In the French diplomatic report of the September 2 conversation,  
Cowper-Coles is reported as saying that an increase in foreign troop  
strength in Afghanistan would only exacerbate the overall political  
problem in Afghanistan.

The report has the ambassador saying that such an increase "would  
identify us even more strongly as an occupation force and would  
multiply the targets" for the insurgents.

Cowper-Coles is quoted as saying foreign forces are the "lifeline"of  
the Afghan regime and that additional forces would "slow down and  
complicate a possible emergence from the crisis".

In an obvious reference to the intention to rely on higher levels of  
military force, Cowper-Coles said US strategy in Afghanistan "is  
destined to fail".

Cowper-Coles is reported to have put much of the blame for the  
deterioration of the situation in Afghanistan on the Karzai  
government. "The security situation is getting worse,"the report  
quoted him as saying. "So is corruption, and the government had lost  
all trust."

The report makes it clear that the British want to withdraw all their  
troops from Afghanistan within five to 10 years. Cowper-Coles is said  
to have suggested that the only way to do so is through the emergence  
of what he called an "acceptable dictator".

The British foreign office has denied that the report reflected the  
policy of the government itself. Nevertheless, statements by Brigadier  
Carleton-Smith, the senior British commander in Afghanistan, last  
week, underlined the gulf between US and British views on Afghanistan.

"We're not going to win this war," said Carleton-Smith, according to  
The Sunday Times of London on September 28. Carleton-Smith, commander  
of an air assault brigade, has completed two tours in Afghanistan. He  
suggested that foreign troops would and should leave Afghanistan  
without having defeated the insurgency. "We may leave with there still  
being a low but steady ebb of rural insurgency," he said.

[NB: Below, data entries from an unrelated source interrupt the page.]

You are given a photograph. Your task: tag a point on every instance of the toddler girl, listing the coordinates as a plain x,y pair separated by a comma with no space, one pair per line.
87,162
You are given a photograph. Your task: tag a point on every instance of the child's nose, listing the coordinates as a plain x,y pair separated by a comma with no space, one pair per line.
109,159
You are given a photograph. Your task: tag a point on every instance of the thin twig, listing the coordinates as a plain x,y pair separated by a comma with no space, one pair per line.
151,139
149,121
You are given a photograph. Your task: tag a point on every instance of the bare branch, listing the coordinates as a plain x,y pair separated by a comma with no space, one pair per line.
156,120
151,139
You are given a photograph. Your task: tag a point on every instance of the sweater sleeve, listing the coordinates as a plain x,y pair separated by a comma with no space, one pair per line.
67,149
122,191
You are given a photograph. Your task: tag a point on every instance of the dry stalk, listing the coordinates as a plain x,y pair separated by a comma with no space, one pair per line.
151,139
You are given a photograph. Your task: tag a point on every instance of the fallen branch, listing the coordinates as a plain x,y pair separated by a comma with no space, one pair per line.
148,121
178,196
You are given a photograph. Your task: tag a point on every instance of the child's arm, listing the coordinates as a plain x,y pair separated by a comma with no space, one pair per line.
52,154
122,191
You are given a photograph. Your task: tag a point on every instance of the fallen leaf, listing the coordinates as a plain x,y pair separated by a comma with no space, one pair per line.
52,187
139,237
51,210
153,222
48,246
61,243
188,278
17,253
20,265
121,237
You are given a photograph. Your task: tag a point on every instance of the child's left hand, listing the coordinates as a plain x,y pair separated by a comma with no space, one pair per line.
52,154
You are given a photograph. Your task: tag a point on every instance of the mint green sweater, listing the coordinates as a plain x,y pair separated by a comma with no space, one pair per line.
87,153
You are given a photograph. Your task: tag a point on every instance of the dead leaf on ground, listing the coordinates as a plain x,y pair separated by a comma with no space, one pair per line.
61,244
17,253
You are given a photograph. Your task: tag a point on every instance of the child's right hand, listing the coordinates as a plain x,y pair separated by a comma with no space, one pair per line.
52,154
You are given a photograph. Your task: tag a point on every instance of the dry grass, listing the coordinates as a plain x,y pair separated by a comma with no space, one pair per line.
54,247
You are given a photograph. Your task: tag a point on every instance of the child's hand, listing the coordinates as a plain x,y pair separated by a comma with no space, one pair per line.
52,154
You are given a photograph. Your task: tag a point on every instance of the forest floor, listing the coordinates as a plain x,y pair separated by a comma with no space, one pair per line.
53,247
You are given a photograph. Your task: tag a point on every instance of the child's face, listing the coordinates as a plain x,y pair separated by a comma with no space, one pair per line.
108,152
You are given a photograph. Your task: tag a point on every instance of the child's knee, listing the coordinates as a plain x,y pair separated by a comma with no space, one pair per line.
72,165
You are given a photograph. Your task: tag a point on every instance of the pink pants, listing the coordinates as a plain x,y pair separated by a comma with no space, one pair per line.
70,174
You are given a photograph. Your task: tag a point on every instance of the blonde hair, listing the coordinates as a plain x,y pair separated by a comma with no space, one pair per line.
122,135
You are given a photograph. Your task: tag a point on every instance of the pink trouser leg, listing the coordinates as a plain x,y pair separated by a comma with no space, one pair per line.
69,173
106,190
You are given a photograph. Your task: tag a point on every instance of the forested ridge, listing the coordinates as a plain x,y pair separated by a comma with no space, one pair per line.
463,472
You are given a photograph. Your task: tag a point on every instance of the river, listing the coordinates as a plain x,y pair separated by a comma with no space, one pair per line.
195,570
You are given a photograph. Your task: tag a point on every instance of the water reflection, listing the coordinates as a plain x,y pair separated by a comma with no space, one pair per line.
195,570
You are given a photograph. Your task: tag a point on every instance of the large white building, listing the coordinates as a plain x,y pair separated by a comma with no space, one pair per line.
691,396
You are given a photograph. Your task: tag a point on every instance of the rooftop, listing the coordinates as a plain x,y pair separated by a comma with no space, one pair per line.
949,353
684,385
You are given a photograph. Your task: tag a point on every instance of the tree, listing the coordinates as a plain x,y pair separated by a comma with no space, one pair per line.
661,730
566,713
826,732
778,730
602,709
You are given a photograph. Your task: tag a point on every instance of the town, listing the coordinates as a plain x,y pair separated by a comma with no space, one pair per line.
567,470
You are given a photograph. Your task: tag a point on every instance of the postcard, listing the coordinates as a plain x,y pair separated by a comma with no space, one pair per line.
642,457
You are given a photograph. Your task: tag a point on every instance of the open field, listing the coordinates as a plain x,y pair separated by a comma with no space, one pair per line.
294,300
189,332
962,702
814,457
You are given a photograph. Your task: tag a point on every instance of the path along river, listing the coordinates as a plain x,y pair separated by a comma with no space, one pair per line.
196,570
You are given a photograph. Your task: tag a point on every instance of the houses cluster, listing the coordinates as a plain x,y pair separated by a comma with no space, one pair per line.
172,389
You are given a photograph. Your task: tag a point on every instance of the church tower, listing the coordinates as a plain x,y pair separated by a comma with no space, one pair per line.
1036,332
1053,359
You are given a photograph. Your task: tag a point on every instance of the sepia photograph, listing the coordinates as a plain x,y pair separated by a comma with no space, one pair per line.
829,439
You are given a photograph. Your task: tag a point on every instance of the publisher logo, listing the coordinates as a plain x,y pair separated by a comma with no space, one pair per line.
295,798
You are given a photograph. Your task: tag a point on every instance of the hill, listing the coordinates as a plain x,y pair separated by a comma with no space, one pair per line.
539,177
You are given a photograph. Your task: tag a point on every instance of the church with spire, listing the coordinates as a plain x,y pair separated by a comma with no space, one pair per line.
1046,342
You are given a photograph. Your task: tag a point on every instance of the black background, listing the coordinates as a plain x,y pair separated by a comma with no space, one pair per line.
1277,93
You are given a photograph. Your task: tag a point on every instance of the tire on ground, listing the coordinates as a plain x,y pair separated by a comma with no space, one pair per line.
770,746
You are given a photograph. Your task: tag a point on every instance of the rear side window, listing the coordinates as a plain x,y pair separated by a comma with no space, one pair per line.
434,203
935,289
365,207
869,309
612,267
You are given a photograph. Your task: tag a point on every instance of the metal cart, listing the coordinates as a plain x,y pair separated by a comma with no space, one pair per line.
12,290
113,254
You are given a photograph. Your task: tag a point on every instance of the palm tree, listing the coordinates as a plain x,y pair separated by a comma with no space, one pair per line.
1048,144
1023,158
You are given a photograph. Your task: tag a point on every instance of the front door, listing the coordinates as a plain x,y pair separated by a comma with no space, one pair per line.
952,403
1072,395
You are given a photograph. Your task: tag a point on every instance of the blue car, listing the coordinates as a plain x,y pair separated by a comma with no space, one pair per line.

Like Cowper-Coles, Carleton-Smith suggested that the real problem for  
the coalition was not military but political. "This struggle is more  
down to the credibility of the Afghan government than the threat from  
the Taliban," he said.

When Gordon Brown replaced Tony Blair as British prime minister in  
June 2007, British officials concluded that the Taliban were too  
deeply rooted to be defeated militarily, according to a report in The  
Guardian last October. The Brown government decided to pursue a  
strategy of courting "moderate" Taliban leaders and fighters who were  
believed to be motivated more by tribal obligation than jihadi ideology.

That idea was in line with US strategy. Now, however, both Karzai and  
the British have moved beyond that to a policy of negotiating directly  
and officially with the Taliban. For the British it appears to be part  
of an exit strategy that is not shared by Washington.

Defense Secretary Gates responded to Carleton-Smith's remarks Tuesday  
by reiterating the official US view that additional forces are needed  
in Afghanistan and implying that the British's officer's views are  
"defeatist". Gates said there "certainly is no reason to be defeatist  
or to underestimate the opportunity to be successful in the long run".

Gareth Porter is an investigative historian and journalist  
specializing in US national security policy. The paperback edition of  
his latest book, Perils of Dominance: Imbalance of Power and the Road  
to War in Vietnam,was published in 2006.